Рассмотрим эти явления несколько подробнее.

Глава вторая МАНbЕРИЗМ

Философская основа маньеризма. Одним из очень ярких признаков нарастающего падения Ренессанса является то художественное и теоретико–эстетическое направление, которое обычно носит название маньеризма. Сущностью маньеризма в эстетике Ренессанса является та рефлексия над искусством, которая уже ставит вопрос о соотношении творящего субъекта и сотворенного объекта. В основном проблема эта решается в духе общевозрожденческого неоплатонизма: Божество мыслит и потому имеет идеи; в чистейшем виде эти идеи отражены у ангелов; в более сложном и материально–чувственном смысле эти идеи даны в человеке и бессознательно— в природе; человек мыслит и творит на основании чувственных данных, конструируя и проверяя их при помощи данных ему от Бога и потому прирожденных внутренних форм. Так рассуждают два главных теоретика маньеризма, Джованни Паоло Ломаццо (164) и Федерико Цуккари (207). Однако весь этот неоплатонизм дается у этих авторов не в его непосредственном виде, т. е. не так, как он давался, например, у Николая Кузанского и у Марсилио Фичино, но в качестве ответа на вопрос: как возможно художественное познание и художественное творчество? Когда представители Высокого Возрождения пробовали рассуждать чисто теоретически о проблемах прекрасного или искусства, то все эти ответы, во–первых, отличались у них полной случайностью и отсутствием всякой системы. Во–вторых же, сам вопрос о возможности художественного познания или художественного творчества тут не возникал. В–третьих, наконец, все специфически возрожденческие рассуждения о красоте относились скорее к самому феномену красоты в его непосредственном воздействии на человека, но не к искусству как к такой области, которая вполне самобытна и специфична и требует для себя специальной рефлексии. Теперь же, во второй половине XVI в., возникла проблема именно обоснования художественного познания и творчества. Для ее решения был выдвинут старый и типичный ренессансный философский аппарат неоплатонизма, но он получил здесь новое назначение.

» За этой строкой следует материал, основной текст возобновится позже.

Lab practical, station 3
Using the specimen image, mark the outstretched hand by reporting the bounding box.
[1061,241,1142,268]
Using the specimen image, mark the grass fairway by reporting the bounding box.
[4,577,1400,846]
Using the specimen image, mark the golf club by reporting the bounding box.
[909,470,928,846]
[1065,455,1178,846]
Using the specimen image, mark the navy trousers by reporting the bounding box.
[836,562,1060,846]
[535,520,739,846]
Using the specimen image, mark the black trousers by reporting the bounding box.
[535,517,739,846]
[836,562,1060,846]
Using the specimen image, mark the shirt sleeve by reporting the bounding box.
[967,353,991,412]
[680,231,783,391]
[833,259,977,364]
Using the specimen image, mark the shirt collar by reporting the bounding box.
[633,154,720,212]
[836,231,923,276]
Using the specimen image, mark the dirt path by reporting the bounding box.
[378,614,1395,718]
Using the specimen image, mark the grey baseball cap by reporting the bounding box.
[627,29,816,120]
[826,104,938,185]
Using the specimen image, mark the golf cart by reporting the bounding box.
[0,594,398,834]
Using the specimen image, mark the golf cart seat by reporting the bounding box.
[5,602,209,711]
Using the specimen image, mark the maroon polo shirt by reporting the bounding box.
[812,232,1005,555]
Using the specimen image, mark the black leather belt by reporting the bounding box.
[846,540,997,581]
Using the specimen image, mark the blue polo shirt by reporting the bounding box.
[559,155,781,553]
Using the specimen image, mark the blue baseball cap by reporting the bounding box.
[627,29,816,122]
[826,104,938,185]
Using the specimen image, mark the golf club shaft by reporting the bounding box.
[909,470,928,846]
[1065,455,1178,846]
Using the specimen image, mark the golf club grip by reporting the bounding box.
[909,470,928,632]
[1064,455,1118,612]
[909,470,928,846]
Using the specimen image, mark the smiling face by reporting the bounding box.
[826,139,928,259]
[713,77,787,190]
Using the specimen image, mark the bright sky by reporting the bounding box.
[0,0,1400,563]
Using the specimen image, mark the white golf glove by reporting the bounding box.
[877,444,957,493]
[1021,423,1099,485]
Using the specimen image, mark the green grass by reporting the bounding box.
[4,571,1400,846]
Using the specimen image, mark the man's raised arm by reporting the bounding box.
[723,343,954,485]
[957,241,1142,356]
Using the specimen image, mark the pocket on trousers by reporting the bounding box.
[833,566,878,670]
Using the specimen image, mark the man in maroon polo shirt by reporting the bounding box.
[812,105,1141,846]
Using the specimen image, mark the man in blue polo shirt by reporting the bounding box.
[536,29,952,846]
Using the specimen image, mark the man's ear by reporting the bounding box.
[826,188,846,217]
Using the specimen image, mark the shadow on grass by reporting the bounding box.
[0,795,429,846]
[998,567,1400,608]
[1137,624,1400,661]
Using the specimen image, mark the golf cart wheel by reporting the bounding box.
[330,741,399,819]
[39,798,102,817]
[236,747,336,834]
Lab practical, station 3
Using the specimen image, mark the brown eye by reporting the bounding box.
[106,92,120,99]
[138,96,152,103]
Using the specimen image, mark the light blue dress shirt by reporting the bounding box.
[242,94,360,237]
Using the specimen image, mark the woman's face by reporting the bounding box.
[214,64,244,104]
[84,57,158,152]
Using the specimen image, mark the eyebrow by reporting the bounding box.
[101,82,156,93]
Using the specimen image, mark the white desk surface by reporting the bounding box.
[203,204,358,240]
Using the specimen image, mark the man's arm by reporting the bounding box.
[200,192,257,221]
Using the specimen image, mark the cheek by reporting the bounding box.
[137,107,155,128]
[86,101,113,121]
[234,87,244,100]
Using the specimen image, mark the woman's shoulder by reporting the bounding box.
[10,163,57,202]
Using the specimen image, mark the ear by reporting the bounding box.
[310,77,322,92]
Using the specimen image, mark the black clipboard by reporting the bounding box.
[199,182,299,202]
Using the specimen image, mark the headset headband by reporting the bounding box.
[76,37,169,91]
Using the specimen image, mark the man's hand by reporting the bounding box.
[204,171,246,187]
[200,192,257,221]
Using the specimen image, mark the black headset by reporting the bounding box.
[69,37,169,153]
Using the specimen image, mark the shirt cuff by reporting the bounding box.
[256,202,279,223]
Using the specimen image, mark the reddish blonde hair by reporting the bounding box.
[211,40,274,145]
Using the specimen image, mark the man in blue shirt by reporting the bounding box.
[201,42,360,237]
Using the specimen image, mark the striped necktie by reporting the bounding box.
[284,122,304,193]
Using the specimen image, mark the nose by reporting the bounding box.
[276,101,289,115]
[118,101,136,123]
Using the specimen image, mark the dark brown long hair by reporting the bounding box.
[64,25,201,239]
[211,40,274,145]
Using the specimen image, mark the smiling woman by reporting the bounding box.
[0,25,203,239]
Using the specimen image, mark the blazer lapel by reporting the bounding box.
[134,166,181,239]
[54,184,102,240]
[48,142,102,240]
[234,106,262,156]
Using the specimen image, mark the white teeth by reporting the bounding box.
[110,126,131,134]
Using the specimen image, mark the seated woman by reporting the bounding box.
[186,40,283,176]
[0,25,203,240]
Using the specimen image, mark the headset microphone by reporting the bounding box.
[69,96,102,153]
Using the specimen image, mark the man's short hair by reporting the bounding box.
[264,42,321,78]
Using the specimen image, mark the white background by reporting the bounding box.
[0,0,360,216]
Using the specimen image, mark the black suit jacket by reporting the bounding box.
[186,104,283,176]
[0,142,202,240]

Вершина Высокого Ренессанса характеризовалась лич–ностно–материальными методами, в которых пока еще не было сомнения как в таковых. В период же маньеризма как раз ставится вопрос от отношении личности к материи. Человеческая личность все еще трактуется как целиком определяемая божеством, но воспринятые ею божественные формы уже понимаются как субъективно–априорные. Ф. Цуккари выдвигает понятие внутреннего рисунка, который и делает впервые возможным как разбираться в чувственных восприятиях, так и творить художественное произведение. Чувственность нисколько не отвергается. Но, по Цуккари, она необходимым образом обрабатывается и оформляется при помощи внутреннего рисунка в человеческом сознании. Этот внутренний рисунок человека настолько могуществен и богат, что он конкурирует как бы с самим Богом и с природой. Во всяком случае он создает то, что Цуккари называет «земным раем», — совокупность всего прекрасного и всех произведений искусства, созданных человеком. Природа здесь тоже ослаблена в сравнении с ее высоковозрожденческими восхвалениями. В ней много не только красоты, но и безобразия, и материя здесь действует часто как самое настоящее зло, как активная противоположность добра. Художник должен подражать природе, но не слепо, а творчески. _ Нужно еще уметь выбирать одни из природных данных и отбрасывать другие.